The bank, which had 210 branches, 5,000 employees and around 1,5 million clients, was founded on October 24, 1996 upon formal approval from the regulators. It has operated under the supervision of the independent regulatory bodies in Turkey that were responsible for overseeing the banking sector. It was a popular bank.

In the aftermath of the controversial military coup attempt on July 15, 2016 having an account at Bank Asya have been presented by prosecutors and government officials as evidence of being member to a so-called “terror organisation.”

Also on Wednesday, 14 teachers, who were dismissed by government decrees previously, were detained by police over their alleged links to the Gülen movement. It was reported that there are women among the detainees.

One person was also detained in the southern Kahramanmaraş province over his alleged use of  the mobile phone messaging application ByLock, while in the central Anatolian province of Eskişehir, a local businessman was detained by police over his alleged links to the Gülen movement on Wednesday

Turkish authorities believe that ByLock is a communication tool among the alleged followers of the Gülen movement. Tens of thousands of people, including civil servants, police officers, soldiers, businessmen and even housewives, have either been dismissed or arrested for using ByLock since the failed coup attempt on July 15, 2016.

Moreover, a total of 10 people were convicted and sentenced on Wednesday across Turkey for being alleged members the Gülen movement. The 2nd High Criminal Court in the northern city of Samsun has sentenced Enes Çetin and Yusuf Özbek to over 7 years in prison over alleged membership to the movement. Nurullah Saygın, Oktay Dolu, Samet Yılmaz and Üzeyir Aydemir were also given nearly 7 years over same allagetions.

In the southeastern province of Adıyaman, the 2nd High Criminal Court gave separate jail terms of 11 to 13 years to three defendants for being alleged members the Gülen. movement and for allegedly using the ByLock. Murat İno was sentenced to 11 years and 3 months in jail, while Abdulkadir Yıldırım and Ahmet Kandırmaz were given jail terms of 13 years and 6 months each. The court also sentenced Tarık Çetin to 9 years for being alleged member of the Gülen movement.

Turkey survived a controversial military coup attempt on July 15, 2016 that killed 249 people. Immediately after the putsch, the Justice and Development Party (AKP) government along with President Erdoğan pinned the blame on the Gülen movement.

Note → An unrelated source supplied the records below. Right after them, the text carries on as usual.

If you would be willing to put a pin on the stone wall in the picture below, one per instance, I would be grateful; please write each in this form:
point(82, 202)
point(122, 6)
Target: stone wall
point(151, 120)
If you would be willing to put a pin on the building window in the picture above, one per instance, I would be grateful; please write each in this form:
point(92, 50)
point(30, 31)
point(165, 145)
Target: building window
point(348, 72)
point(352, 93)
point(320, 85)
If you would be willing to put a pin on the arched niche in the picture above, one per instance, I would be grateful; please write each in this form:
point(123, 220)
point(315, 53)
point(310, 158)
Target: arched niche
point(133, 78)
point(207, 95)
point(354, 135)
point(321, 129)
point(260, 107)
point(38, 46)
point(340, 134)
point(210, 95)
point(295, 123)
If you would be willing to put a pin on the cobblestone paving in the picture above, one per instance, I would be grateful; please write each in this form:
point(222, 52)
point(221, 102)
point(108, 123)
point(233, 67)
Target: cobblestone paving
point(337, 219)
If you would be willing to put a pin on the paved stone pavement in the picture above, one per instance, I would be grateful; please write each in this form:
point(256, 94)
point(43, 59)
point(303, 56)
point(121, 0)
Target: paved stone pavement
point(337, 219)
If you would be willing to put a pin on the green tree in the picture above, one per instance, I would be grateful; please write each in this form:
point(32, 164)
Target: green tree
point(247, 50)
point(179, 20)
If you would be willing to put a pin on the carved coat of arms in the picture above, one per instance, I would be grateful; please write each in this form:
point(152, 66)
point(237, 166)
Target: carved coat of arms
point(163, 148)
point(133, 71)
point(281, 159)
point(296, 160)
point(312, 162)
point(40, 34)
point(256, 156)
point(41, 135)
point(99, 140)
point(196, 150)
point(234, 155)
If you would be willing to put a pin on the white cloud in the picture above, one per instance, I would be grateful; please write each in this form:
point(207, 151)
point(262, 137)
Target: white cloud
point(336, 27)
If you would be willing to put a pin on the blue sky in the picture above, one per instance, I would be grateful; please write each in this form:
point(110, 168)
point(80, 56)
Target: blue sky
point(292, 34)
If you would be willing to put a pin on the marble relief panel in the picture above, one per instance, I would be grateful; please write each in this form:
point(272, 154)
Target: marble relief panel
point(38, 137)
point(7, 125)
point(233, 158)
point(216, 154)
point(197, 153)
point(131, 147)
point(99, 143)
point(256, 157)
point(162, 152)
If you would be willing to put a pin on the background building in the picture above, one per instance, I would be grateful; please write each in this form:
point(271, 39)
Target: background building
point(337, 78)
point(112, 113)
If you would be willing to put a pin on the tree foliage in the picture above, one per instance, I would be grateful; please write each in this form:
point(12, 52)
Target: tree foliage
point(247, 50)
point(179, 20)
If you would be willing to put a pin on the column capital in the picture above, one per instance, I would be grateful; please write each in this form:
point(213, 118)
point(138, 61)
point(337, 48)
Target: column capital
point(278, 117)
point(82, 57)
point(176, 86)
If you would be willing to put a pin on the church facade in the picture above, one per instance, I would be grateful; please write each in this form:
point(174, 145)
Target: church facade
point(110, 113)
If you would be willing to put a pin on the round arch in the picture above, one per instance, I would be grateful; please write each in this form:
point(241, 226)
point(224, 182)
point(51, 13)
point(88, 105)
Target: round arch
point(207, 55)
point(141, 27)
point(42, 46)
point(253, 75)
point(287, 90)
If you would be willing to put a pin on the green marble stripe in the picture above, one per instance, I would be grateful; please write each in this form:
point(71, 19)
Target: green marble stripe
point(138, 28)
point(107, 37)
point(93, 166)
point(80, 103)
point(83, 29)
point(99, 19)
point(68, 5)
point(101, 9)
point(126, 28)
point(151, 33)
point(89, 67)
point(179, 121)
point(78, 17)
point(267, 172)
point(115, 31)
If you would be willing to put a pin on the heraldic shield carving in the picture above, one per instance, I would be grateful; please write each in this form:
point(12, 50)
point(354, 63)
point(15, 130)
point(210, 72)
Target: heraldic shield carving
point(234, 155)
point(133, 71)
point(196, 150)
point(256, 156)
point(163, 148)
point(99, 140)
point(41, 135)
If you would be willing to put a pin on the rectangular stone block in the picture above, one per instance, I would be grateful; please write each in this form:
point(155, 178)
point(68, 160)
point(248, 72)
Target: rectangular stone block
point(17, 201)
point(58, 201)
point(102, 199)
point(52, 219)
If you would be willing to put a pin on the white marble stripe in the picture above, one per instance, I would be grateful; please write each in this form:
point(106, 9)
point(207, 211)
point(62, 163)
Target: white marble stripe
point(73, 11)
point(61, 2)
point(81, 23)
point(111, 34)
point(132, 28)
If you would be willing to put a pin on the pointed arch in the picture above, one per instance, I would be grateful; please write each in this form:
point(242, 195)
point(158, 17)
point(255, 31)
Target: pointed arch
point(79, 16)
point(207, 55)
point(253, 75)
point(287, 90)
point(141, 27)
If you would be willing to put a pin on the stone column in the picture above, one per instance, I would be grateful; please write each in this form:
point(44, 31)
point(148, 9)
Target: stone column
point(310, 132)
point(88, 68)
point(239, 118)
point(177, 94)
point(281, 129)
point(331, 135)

Gülen, who inspired the movement, strongly denied having any role in the failed coup and called for an international investigation into it, but President Erdoğan — calling the coup attempt “a gift from God” — and the government initiated a widespread purge aimed at cleansing sympathizers of the movement from within state institutions, dehumanizing its popular figures and putting them in custody.

Turkey has suspended or dismissed more than 150,000 judges, teachers, police and civil servants since July 15. Turkey’s Interior Minister announced on December 12, 2017 that 55,665  people have been arrested. Previously, on December 13, 2017, The Justice Ministry announced that 169,013 people have been the subject of legal proceedings on coup charges since the failed coup.